Hello Jason and list.

This is an explanation of a wheel report from the GNHS:

Before computers a wheel report was simply a high-class train list. It was a compendium of all cars handled by a particular crew between that crews' initial and final terminal. On most roads when the train got to a terminal, the conductor would file one copy of the wheel report with the yardmaster (or actually with his office staff) and another copy with all the waybills for the cars would be delivered to the connecting conductor. The connecting conductor would write a new wheel report for his crew, and so on. Specific practice varied from road to road but this is an overview in general of how it was handled. At designated terminals a clerk would take each wheel report and "bible" every car in the train - enter it in a large book with column headings for car numbers running from tens to thousands. For example NYC 200138 would be entered (depending on road) either under "2001" column or under "38" column. That way if somebody wanted a trace on the car it could be found, and information passed along that it went through terminal Podunk at 4am Dec 21.
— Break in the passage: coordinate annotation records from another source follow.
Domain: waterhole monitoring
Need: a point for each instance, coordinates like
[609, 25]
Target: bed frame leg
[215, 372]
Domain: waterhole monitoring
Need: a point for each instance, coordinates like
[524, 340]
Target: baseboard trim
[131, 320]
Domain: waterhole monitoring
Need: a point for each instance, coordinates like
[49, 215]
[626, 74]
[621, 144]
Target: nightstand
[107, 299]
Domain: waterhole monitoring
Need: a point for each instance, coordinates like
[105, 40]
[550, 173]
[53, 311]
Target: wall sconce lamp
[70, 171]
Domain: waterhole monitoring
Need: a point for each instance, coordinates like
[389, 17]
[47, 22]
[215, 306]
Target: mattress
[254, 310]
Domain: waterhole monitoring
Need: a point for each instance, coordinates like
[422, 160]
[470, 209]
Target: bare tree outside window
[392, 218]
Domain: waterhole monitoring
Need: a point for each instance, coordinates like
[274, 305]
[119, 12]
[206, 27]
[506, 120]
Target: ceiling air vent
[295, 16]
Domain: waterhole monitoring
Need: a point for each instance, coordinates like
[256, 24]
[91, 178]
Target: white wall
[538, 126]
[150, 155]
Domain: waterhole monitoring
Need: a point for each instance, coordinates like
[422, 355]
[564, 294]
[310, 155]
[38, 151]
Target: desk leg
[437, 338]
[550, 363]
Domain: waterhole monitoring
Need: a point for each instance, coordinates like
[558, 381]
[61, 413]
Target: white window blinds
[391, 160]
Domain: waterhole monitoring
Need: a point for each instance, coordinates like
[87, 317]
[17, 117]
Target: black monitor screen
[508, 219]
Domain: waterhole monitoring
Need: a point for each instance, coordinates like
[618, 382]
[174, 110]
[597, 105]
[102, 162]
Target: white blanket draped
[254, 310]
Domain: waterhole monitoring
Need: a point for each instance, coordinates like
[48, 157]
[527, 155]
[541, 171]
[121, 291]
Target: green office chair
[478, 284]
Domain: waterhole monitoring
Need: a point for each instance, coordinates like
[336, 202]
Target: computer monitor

This explains it better than I ever could.

Regards,

Tom Holley


locked Re: Blank Wheel Report

Carl Ardrey
 

On SOU conductors used a book issued by company to record their wheel reports.  We have many copies of these books, with entries, from the ‘50’s in the archives.
CEA


On May 26, 2021, at 12:12 PM, Tom Holley via groups.io <th498@...> wrote:

Hello Jason and list.

This is an explanation of a wheel report from the GNHS:

Before computers a wheel report was simply a high-class train list. It was a compendium of all cars handled by a particular crew between that crews' initial and final terminal. On most roads when the train got to a terminal, the conductor would file one copy of the wheel report with the yardmaster (or actually with his office staff) and another copy with all the waybills for the cars would be delivered to the connecting conductor. The connecting conductor would write a new wheel report for his crew, and so on. Specific practice varied from road to road but this is an overview in general of how it was handled. At designated terminals a clerk would take each wheel report and "bible" every car in the train - enter it in a large book with column headings for car numbers running from tens to thousands. For example NYC 200138 would be entered (depending on road) either under "2001" column or under "38" column. That way if somebody wanted a trace on the car it could be found, and information passed along that it went through terminal Podunk at 4am Dec 21.

This explains it better than I ever could.